Venue–Joint Tortfeasors in Georgia

In M&M Mortgage Co. v. Grantville Mill (A09A2291 01/14/10), the Georgia Court Appeals reminds all Georgia civil litigators how costly suing a litigant in the wrong venue can be.  M&M, which resided for venue purposes in either Fulton County of DeKalb County, sued Grantville Mill in Coweta County.  Grantville filed a counterclaim against M&M.  Venue as to M&M was proper in Coweta County because M&M submitted itself to the Coweta County court’s jurisdiction and venue by filing a claim there.  Sometime in the litigation, Grantville moved to add as a counterclaim defendant M&M’s president, Michael Randles.  Randles is a resident of DeKalb County.  Nevertheless, the trial court allowed it and denied Randles’ motion to dismiss for improper venue.

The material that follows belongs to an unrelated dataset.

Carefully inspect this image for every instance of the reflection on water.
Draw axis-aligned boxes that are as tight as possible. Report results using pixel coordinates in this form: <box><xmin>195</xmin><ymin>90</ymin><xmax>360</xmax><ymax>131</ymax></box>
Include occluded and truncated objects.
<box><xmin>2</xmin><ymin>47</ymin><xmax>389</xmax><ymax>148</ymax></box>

The Georgia Constitution provides that joint tortfeasors who reside in different counties may be tried together in either county.  The counterclaim that Grantville filed alleged that M&M and Randles were joint tortfeasors.  But it overlooked one significant fact:  neither M&M nor Randles resided in Coweta County.  M&M was subject to suit there, but that does mean that it is “a resident” of Coweta County for venue purposes.  And because M&M did not reside in Coweta County, the joint tortfeasor provision of the Georgia Constitution did not operate to subject Randles, an individual DeKalb County resident, to suit there.

Unsurprisingly, the Court of Appeals vacated the judgment against Randles, thus undoing all of the undoubtedly expensive work that had been done to earn it, because Randles must be tried, if it all, in DeKalb County.  For practitioners, the lesson here is obvious:  don’t assume that joint tortfeasors can always be sued in every county in which one may be subject to suit.  Joint tortfeasors can be sued together in the same county only so long as one resides in the proposed venue.